The el-Sisi government is also responsible for the murders of hundreds of protesters and the jailing of thousands of political opponents. And since 2013, it has also arrested hundreds of LGBT people — primarily gay men and trans women — as part of a larger crackdown on social freedoms.
“What’s happening now is unprecedented,” said Gasser Abed El Razek, executive director of the Egyptian Initiative for Personal Rights, which has been monitoring the crackdown.
On November 1, the evangelical group that included Perkins spoke with el-Sisi for nearly three hours at the presidential palace in Cairo, according to The Christian Post, where they discussed a series of issues, including the persecution of Egyptian Christians by Islamic extremists.
“I appreciate the opportunity to meet with President el-Sisi to discuss the concerns we have,” Perkins was quoted in The Christian Post as saying, “as American evangelicals, for the plight of religious minorities in Egypt, especially those who are our brothers and sisters in Christ.”
Other prominent evangelicals joined him, including Rev. Johnnie Moore, former U.S. Congresswoman Michele Bachmann, and Egyptian-born author and pastor Michael Youssef. In August, Bachmann was announced as the leader of a ministry to the United Nations that was launched by anti-LGBT pastor Jim Garlow through his Skyline Ministries. Moore once served as faith advisor to current Department of Housing director Ben Carson.
According to Perkins on the FRC website, the trip was organized by Joel Rosenberg, an evangelical Christian who is known for his End Times writings. Perkins claimed that the delegation of evangelicals “made the trip to Cairo to try to repair the damage done by Barack Obama’s indifference to international religious freedom.”
Perkins also said that the meeting went from one hour to three, as the delegation then met with Khalid Fawzi, chief of Egyptian intelligence, and Andrea Zaki, president of the council of Protestant Churches in Egypt.
The FRC post did not address el-Sisi’s dictatorial policies toward his own citizens or the draconian policies currently being enacted toward LGBT people and their supporters, including a proposed law that dictates prison sentences for those who engage in homosexuality, those who support it, and media that “promotes” or mentions it.

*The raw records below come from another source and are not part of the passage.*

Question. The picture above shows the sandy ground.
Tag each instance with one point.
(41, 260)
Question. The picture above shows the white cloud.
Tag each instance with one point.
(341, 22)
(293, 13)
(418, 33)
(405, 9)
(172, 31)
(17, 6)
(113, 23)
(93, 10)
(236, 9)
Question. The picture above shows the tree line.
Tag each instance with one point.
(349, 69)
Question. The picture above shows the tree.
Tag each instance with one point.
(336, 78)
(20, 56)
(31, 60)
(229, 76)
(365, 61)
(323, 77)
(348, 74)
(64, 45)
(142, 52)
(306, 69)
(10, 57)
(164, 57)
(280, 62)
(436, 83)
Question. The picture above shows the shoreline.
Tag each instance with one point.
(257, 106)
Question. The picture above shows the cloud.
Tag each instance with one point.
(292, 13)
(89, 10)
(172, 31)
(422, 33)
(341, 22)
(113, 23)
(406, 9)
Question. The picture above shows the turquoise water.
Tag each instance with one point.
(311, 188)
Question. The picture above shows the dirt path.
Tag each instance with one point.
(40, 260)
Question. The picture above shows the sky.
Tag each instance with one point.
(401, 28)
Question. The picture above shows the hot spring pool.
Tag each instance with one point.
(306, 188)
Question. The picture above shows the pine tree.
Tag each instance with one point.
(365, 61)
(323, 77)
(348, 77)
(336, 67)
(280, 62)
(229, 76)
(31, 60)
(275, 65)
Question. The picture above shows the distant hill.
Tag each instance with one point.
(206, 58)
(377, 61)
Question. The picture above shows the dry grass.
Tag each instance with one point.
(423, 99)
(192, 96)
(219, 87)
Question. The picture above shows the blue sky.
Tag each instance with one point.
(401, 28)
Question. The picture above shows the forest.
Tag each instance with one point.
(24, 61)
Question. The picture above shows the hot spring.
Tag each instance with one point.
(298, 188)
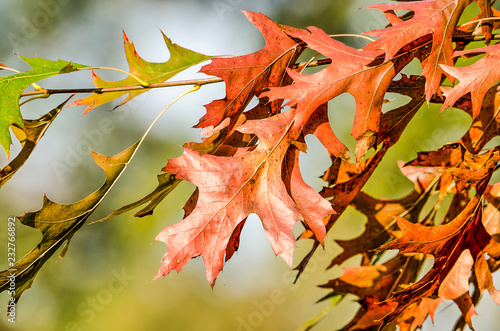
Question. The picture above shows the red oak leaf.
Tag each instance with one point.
(349, 72)
(149, 72)
(230, 188)
(447, 244)
(247, 75)
(486, 125)
(436, 17)
(476, 78)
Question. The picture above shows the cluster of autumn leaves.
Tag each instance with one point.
(248, 161)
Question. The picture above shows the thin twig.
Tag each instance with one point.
(203, 81)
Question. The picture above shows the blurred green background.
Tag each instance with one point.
(104, 282)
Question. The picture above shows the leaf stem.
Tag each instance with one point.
(351, 35)
(203, 81)
(140, 81)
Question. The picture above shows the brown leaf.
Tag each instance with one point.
(350, 72)
(246, 76)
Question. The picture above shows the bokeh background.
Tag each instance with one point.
(104, 282)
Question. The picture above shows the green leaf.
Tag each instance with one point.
(29, 136)
(58, 223)
(12, 86)
(180, 59)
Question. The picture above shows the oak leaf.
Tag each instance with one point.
(476, 78)
(149, 72)
(436, 17)
(29, 136)
(59, 223)
(230, 188)
(350, 72)
(12, 86)
(246, 76)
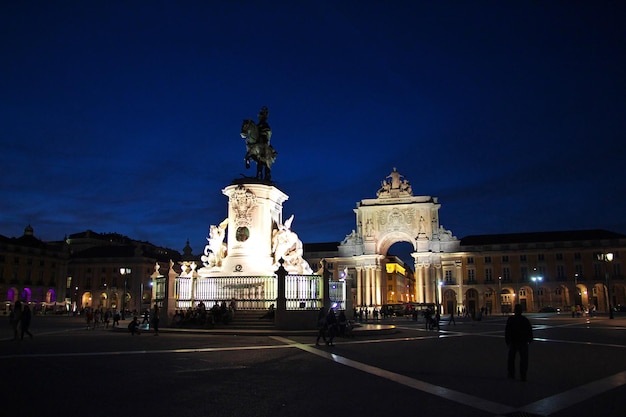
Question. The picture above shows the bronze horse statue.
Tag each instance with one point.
(258, 149)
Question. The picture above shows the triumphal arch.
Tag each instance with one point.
(397, 215)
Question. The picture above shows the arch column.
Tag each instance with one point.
(368, 285)
(429, 296)
(377, 288)
(359, 286)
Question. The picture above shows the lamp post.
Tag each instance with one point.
(537, 280)
(607, 257)
(124, 272)
(500, 294)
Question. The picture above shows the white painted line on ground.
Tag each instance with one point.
(567, 399)
(446, 393)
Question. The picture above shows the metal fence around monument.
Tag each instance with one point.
(250, 292)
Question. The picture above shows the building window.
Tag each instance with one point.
(598, 270)
(506, 273)
(471, 275)
(578, 270)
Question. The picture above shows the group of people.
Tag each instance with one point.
(20, 317)
(151, 318)
(200, 315)
(95, 317)
(329, 325)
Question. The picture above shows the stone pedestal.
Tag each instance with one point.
(254, 211)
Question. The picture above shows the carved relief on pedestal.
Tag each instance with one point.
(243, 201)
(396, 219)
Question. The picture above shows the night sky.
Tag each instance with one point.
(125, 116)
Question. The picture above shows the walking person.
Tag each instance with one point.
(15, 317)
(133, 326)
(25, 325)
(331, 326)
(321, 326)
(518, 334)
(155, 320)
(452, 319)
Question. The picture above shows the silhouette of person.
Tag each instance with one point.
(15, 318)
(321, 326)
(133, 326)
(331, 326)
(26, 317)
(155, 320)
(518, 333)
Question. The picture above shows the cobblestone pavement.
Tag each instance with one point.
(577, 367)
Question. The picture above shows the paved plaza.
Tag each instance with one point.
(577, 368)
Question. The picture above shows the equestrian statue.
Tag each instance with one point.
(258, 148)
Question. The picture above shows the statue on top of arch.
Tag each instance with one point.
(395, 185)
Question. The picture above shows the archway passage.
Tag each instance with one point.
(398, 226)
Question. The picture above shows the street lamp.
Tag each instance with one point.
(500, 294)
(607, 257)
(537, 280)
(124, 272)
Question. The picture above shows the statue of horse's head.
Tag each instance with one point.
(249, 130)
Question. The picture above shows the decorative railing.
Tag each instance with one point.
(255, 292)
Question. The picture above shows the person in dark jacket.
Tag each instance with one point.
(321, 326)
(26, 317)
(518, 334)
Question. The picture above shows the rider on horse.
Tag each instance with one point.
(257, 137)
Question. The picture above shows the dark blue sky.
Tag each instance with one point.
(125, 116)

No surprise, really, since Perkins has appeared wishy-washy in the past for the proposed anti-LGBT Ugandan bill (2009), which called for the death penalty in some circumstances.
In 2010, a congressional resolution (H. Res. 1064) was proposed to condemn the Uganda bill and FRC was criticized for lobbying against the resolution. A lobbying report noted that FRC paid $25,000 to deal with “Res.1064Ugandan ResolutionPro-homosexual promotion” (sic).
Perkins claimed that FRC did not lobby against the resolution, but rather against language FRC wanted removed from the resoluton that dealt with “assertions that homosexual conduct is internationally recognized as a fundamental human right.”
The resolution stated that “all people possess an intrinsic human dignity, regardless of sexual orientation, and share fundamental human rights.”
FRC doubled-down on that point in 2012, stating that the organization has never supported a policy that imposes the death penalty on homosexuals. Rather,
What we do oppose is the suggestion that gay and lesbian acts are universal human rights. So when Congress introduced a resolution in 2010 denouncing Uganda’s punishment for homosexuality, FRC fought—at the request of some Members—to strike the pro-homosexual “human rights” language from the final measure.
With such views on human rights and LGBT people, it’s no surprise that Perkins participated in a conversation with an authoritarian leader responsible for jailing and massacring hundreds of protestors and currently arresting LGBT people in his own country.